Avec la montée de la droite au Québec, les idéologues néolibéraux se font entendre de partout. Si leurs arguments méritent d’être entendus, il faut tout de même veiller à remettre certains pendules à l’heure.Ainsi, s’il est vrai que l’État-providence doit s’adapter aux réalités nouvelles, il ne doit cependant surtout pas disparaître. Aussi, les adeptes de la doctrine néolibérale tendent à laisser croire qu’être libéral, ce serait être ennemi de tout rôle pour l’État. Le libéralisme politique est avant tout synonyme de pragmatisme ; pour un libéral, la recherche de la justice sociale est un objectifs essentiel à la société.
Tout est au fond une question d’équilibre. Ceux qui rejettent en bloc les efforts pour rendre l’État plus efficace et moins contrôlant pour les individus sont tout aussi prisonniers de leurs dogmes idéologiques que peuvent l’être les néolibéraux doctrinaires. De fait, le secteur privé a certaines méthodes de gestion dont l’État devrait toujours pouvoir s’inspirer. Ainsi, il ne sert à rien d’exclure pour l’État tout recours aux PPP, et même la privatisation si nécessaire. D’ailleurs, le thème de la privatisation de la Société des Alcools du Québec, évoqué par notre collègue Vincent Géloso dans le dernier numéro du Métropolitain, devrait pouvoir être débattu sans anathèmes lancés de part et d’autre.
Mais de là à vouloir que l’État renonce à tout rôle, ou presque, n’est certainement pas une solution qui favorise le citoyen : le contraire s’avère souvent vrai.

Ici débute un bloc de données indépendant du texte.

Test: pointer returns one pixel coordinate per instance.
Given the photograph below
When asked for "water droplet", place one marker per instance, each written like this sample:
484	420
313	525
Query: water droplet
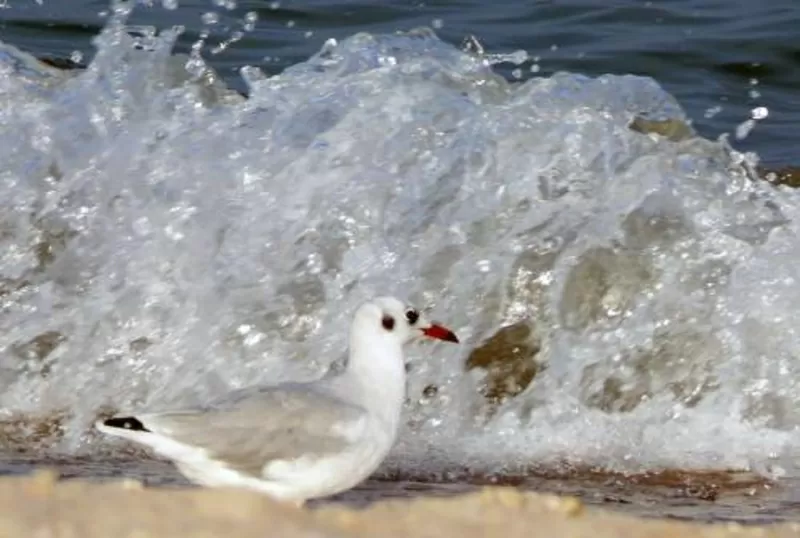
759	113
210	18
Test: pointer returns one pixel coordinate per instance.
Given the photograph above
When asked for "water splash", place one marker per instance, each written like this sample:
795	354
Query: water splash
164	239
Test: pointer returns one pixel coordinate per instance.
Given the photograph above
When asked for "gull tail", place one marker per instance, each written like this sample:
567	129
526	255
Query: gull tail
130	427
144	430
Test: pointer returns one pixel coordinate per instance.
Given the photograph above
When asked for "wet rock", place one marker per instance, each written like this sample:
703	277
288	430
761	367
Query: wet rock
673	129
788	176
679	361
509	359
602	286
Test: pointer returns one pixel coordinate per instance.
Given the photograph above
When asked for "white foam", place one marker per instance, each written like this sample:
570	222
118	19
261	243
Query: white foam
191	242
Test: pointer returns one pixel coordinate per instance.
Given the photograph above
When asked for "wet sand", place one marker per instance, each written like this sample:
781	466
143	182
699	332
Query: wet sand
697	497
39	505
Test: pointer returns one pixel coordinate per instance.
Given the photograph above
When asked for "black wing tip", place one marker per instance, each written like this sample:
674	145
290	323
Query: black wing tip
126	423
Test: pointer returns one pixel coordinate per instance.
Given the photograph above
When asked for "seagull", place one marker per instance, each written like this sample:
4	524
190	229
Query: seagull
297	441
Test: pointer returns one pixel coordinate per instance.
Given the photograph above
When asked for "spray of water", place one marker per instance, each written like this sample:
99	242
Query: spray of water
624	299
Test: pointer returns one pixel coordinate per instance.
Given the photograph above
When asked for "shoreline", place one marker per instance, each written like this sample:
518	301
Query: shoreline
39	505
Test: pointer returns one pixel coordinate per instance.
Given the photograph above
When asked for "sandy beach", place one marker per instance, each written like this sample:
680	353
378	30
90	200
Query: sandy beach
39	505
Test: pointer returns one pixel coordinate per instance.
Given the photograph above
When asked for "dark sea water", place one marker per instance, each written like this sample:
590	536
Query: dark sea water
720	58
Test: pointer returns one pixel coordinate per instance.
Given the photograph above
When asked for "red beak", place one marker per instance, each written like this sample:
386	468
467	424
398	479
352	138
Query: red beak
440	333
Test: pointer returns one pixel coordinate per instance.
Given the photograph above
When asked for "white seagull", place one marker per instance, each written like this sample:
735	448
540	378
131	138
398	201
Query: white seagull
297	441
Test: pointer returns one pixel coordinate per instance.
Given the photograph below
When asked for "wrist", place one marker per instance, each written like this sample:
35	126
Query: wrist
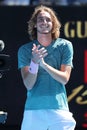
33	68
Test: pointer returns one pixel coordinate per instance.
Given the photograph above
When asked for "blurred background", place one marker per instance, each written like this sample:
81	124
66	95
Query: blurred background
14	15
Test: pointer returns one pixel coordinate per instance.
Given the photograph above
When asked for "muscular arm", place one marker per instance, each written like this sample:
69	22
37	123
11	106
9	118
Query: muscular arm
61	75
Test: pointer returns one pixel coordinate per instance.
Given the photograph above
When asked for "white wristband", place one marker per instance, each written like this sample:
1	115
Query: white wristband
33	68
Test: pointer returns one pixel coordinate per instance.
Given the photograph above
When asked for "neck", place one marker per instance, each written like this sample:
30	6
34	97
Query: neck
45	39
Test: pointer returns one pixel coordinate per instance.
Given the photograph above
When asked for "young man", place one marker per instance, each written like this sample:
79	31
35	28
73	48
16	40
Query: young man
46	64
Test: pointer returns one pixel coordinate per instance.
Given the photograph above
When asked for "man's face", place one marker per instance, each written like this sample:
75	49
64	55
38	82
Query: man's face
44	23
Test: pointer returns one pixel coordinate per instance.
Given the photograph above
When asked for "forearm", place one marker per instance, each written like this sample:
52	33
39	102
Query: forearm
29	75
60	76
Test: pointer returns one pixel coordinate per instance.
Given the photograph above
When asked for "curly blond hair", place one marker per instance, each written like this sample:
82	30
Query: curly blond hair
32	31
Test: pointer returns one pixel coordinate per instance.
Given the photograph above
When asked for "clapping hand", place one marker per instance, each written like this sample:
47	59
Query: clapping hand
38	53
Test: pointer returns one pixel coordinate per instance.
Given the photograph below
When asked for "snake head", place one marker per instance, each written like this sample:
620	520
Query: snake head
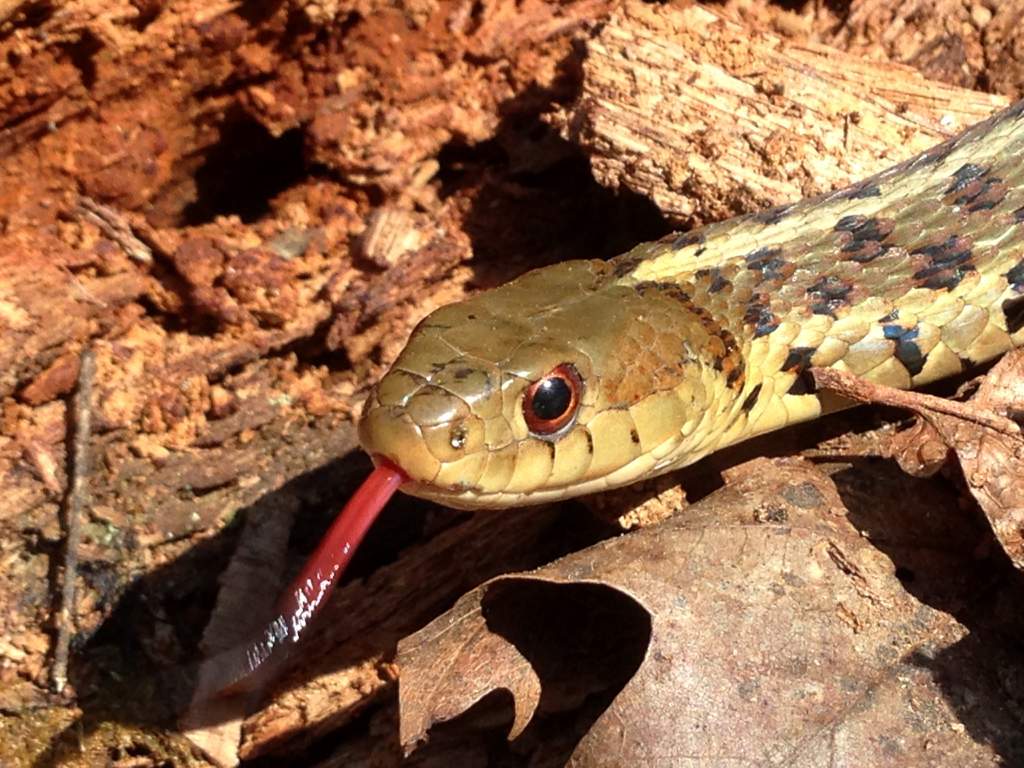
562	382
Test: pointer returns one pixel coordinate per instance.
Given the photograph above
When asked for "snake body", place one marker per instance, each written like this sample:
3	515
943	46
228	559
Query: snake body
682	346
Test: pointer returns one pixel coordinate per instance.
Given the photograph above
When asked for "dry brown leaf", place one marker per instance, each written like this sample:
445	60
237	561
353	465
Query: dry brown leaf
986	441
773	633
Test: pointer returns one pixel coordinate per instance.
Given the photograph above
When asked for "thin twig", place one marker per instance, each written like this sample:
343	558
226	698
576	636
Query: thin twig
114	225
74	502
856	388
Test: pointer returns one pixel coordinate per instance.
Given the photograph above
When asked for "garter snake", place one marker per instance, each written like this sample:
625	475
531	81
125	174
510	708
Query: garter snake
590	375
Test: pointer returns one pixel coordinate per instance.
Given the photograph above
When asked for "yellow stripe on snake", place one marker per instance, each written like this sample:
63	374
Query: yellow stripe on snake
590	375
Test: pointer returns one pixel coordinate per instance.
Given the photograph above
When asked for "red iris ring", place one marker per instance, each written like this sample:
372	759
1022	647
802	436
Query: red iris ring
551	402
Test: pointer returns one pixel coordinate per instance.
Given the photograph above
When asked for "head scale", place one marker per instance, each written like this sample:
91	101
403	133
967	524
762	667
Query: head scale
565	381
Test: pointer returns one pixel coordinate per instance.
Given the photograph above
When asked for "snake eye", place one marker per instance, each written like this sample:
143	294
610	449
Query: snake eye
551	402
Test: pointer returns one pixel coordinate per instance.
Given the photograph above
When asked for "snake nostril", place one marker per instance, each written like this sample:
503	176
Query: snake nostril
458	436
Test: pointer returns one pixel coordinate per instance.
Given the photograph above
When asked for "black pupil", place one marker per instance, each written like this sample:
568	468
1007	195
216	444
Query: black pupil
552	398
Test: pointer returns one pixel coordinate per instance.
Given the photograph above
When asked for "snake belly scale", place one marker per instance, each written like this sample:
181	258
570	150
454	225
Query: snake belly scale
590	375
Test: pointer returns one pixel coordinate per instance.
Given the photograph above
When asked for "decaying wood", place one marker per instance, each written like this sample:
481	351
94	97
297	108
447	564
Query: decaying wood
710	120
750	626
276	193
75	503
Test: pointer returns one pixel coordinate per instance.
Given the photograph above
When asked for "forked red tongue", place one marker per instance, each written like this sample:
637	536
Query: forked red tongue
236	670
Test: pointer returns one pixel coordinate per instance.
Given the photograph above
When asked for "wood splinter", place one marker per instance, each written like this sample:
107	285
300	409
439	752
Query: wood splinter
75	500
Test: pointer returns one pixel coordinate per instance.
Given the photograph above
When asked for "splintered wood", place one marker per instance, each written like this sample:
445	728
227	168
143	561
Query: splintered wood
710	119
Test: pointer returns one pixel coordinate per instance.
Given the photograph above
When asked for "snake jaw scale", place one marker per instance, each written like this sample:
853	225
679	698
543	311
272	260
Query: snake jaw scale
704	339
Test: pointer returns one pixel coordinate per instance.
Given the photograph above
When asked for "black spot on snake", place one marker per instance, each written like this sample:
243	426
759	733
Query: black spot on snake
773	215
964	176
751	400
760	315
718	281
860	190
862	238
1013	310
976	188
769	262
828	294
1016	275
907	350
947	263
803	384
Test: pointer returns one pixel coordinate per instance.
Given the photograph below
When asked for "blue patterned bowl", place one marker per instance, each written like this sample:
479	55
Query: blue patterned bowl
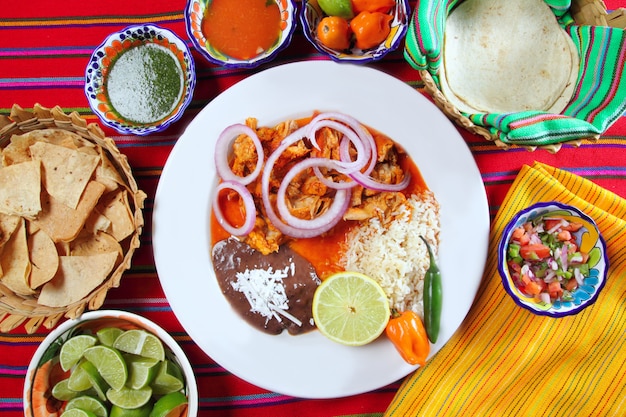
195	12
131	105
311	14
588	239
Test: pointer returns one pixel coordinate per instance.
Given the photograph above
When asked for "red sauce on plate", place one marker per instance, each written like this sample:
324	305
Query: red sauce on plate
241	29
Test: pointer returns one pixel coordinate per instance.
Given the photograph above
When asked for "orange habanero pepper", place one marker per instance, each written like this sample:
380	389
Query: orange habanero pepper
408	334
334	32
370	29
372	5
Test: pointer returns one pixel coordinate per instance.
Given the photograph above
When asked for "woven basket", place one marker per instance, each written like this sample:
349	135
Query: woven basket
584	12
17	309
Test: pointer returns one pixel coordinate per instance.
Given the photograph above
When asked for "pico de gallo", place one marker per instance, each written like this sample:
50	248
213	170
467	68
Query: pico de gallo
544	259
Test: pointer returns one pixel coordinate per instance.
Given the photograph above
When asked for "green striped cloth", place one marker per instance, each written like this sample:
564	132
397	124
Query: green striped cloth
598	100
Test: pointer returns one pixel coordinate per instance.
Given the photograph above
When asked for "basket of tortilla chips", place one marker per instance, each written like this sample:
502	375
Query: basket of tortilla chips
530	73
70	217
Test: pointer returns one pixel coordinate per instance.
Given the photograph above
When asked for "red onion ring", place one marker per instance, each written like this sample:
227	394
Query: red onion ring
222	148
248	202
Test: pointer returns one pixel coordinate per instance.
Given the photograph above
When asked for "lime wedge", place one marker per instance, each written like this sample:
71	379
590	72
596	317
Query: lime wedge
170	405
77	412
143	411
107	335
89	404
62	392
109	363
97	381
129	398
141	371
142	343
168	379
341	8
79	380
72	350
350	308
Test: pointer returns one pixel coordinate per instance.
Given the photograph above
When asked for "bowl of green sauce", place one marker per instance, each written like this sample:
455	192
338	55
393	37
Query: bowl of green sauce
240	33
140	80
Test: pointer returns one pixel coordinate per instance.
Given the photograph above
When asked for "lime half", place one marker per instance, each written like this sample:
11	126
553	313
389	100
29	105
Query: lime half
130	398
87	403
110	364
72	350
172	404
350	308
140	342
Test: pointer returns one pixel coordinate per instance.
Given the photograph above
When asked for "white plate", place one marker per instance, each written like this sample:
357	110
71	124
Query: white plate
310	365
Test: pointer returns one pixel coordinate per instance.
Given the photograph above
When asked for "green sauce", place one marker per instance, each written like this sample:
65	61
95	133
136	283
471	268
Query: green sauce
145	83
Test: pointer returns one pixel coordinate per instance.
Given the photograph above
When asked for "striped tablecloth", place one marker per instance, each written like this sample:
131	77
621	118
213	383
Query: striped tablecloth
44	48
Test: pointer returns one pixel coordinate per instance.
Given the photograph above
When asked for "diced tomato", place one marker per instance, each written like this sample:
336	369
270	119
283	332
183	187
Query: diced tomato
555	290
571	285
533	288
534	251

Pensons aux plusieurs instances où le rôle de l’État est nécessaire : Radio-Canada ; le transport public; l’accès aux soins de santé et à l’éducation; les médias communautaires ; les arts et la culture ; l’eau potable ; la recherche scientifique et j’en passe. Ce sont là des piliers de notre société, dont chacun contribue directement à notre qualité de vie. Vouloir à tout prix que l’État renonce à tout rôle dans ces domaines tout en croyant que la société ne s’en porterait que mieux, c’est sombrer dans l’utopie. Qu’on l’appelle néolibéralisme, c’est de l’utopie quand même.
Les néolibéraux de chez nous s’inspirent beaucoup de la situation qui prévaut aux États-Unis de George W. Bush. Le désengagement de l’État si cher au cœur de nos néolibéraux d’ici, en d’autres termes les merveilles du libre-marché tout azimut, c’est par exemple 60 millions d’Américain qui n’ont pas accès aux soins de santé de base. Nos néolibéraux rétorqueront sans doute que les hôpitaux privés américains offrent des services de beaucoup supérieurs à ceux de notre système public. Il fallait y penser, en effet : que l’on prive donc 20% des Canadiens de l’accès aux soins de santé de base ; exigeons aussi de chacun des autres contribuables qui restent qu’ils défraient une partie importante du budget familial pour couvrir les coûts des assurances (privées, bien sûr). Sans doute que nous aurions alors un système hors-pair et dépourvu de files d’attente. Cependant, le coût social et même moral n’en serait quant à lui même pas chiffrable, tellement les conditions de vie de tant de citoyens seraient fragilisées. La privatisation n’est donc pas la panacée dont certains rêvent. Il ne s’agit que de s’ouvrir le moindrement les yeux pour constater que certains problèmes sociaux ne peuvent être réglés qu’en recourant aux leviers que nous offre l’État. Le décrochage scolaire, par exemple : le marché mur à mur ne pourra jamais corriger ce problème, mais l’État pourrait certainement faire une différence en ce dossier, s’il investissait les ressources nécessaires (pas pour accroître la bureaucratie mais pour réellement affronter le problème) et déployait les efforts requis.
Si nous voulons une société où n’importe quel individu prêt à travailler soit susceptible de pouvoir améliorer sont sort, on doit aussi penser à ceux qui n’ont pas joui au départ de l’avantage d’être issus de la classe moyenne. Ceux qui travaillent plus fort doivent certes recevoir leur juste rétribution pour leurs efforts, mais en contrepartie, la responsabilité incombe à l’État, garant du mieux-être collectif, d’assurer à chaque individu l’accès aux outils nécessaire à son autonomisation : l’éducation par exemple.
Donc, les vertus du marché, je veux bien, mais pas si elles ne favorisent pas le mieux-être de la société, dont la justice sociale et la préservation de l’environnement ne sont que deux des conditions essentielles. Le marché ne pourra jamais résoudre à lui seul les problèmes sociaux et environnementaux. Ce n’est pas son but ni son rôle. L’État garde donc son rôle, même si ce rôle est appelé à constamment s’adapter aux nouvelles réalités… qui ne sont pas seulement celles que le marché tente parfois d’imposer.